Z tego typu sytuacją mamy do czynienia w rozpoznawanej sprawie. Przyczyną oddalenia powództwa było uwzględnienie zarzutu przedawnienia roszczenia, który w ocenie sądu odwoławczego nie mógł mieć zastosowania. Zebrany w sprawie materiał dowodowy przydatny był jedynie dla ustalenia powyższego zarzutu. Dla oceny zasadności merytorycznej żądania powódki konieczne będzie przeprowadzenie postępowania dowodowego, w szczególności dowodu z opinii biegłego na okoliczność sposobu naprawy szkody w budynku. Marginalnie tylko wskazać należy, że z samego pozwu wynika, iż powódka domaga się nie tylko rektyfikacji budynku, podając w pozwie, że oprócz wychylenia budynku ujawniły się następujące szkody: w piwnicy pęknięcie fundamentu i wylewki, przedostawanie się wód gruntowych do piwnicy, zalewanie pieca CO, popękany kanał na fekalia wybudowany przez kopalnię, przenikanie ścieków do piwnicy, popękanie schodów zewnętrznych, wewnętrznych, płyty betonowej przed schodami, pieców kaflowych, nadproży okien i drzwi oraz ścian kominów, z których przez szczeliny wylatuje sadza, odpadnięcie części tynku, uszkodzenie płotu.
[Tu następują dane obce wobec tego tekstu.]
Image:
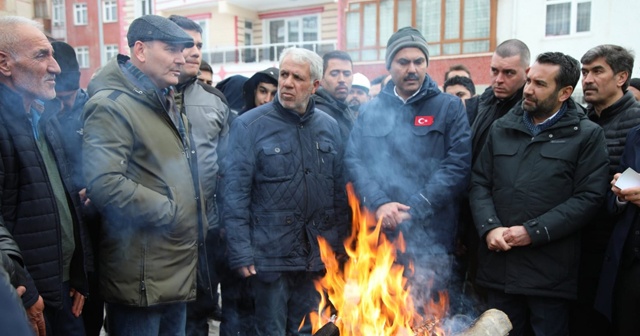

Sąd Apelacyjny nie czuł się władnym przeprowadzania postępowania dowodowego na okoliczność zaistnienia powyższych szkód i sposobu ich naprawy. Rozpoznanie przez Sąd odwoławczy całego żądania godziłoby w konstytucyjną zasadę instancyjnej kontroli orzeczeń, zawartą w art. 78 Konstytucji RP, który stanowi, że każda ze stron ma prawo do zaskarżenia orzeczeń i decyzji wydanych w pierwszej instancji. Jak wskazał Sąd Najwyższy w wyroku z dnia 20 października 2010 r. (III CSK 323/09) prawo do kontroli sądowej - podobnie jak prawo do sądu - ma na gruncie Konstytucji charakter autonomiczny. Nie chodzi zatem o formalne istnienie w danej sprawie co najmniej dwu instancji sądowych oraz ustanowienie powszechnego dostępnego środka zaskarżenia, ale o realne zagwarantowanie każdemu możliwości skorzystania z tego środka, przeniesienia sprawy do wyższej instancji i przeprowadzenia merytorycznej kontroli orzeczenia. Takiej możliwości kontroli, odnośnie żądania naprawienia szkody, strony byłyby pozbawione.

Z przedstawionych względów na podstawie art. 386§4 kpc orzeczono jak w sentencji.

Orzeczenie w przedmiocie kosztów procesu uzasadnia norma art. 108§2 kpc.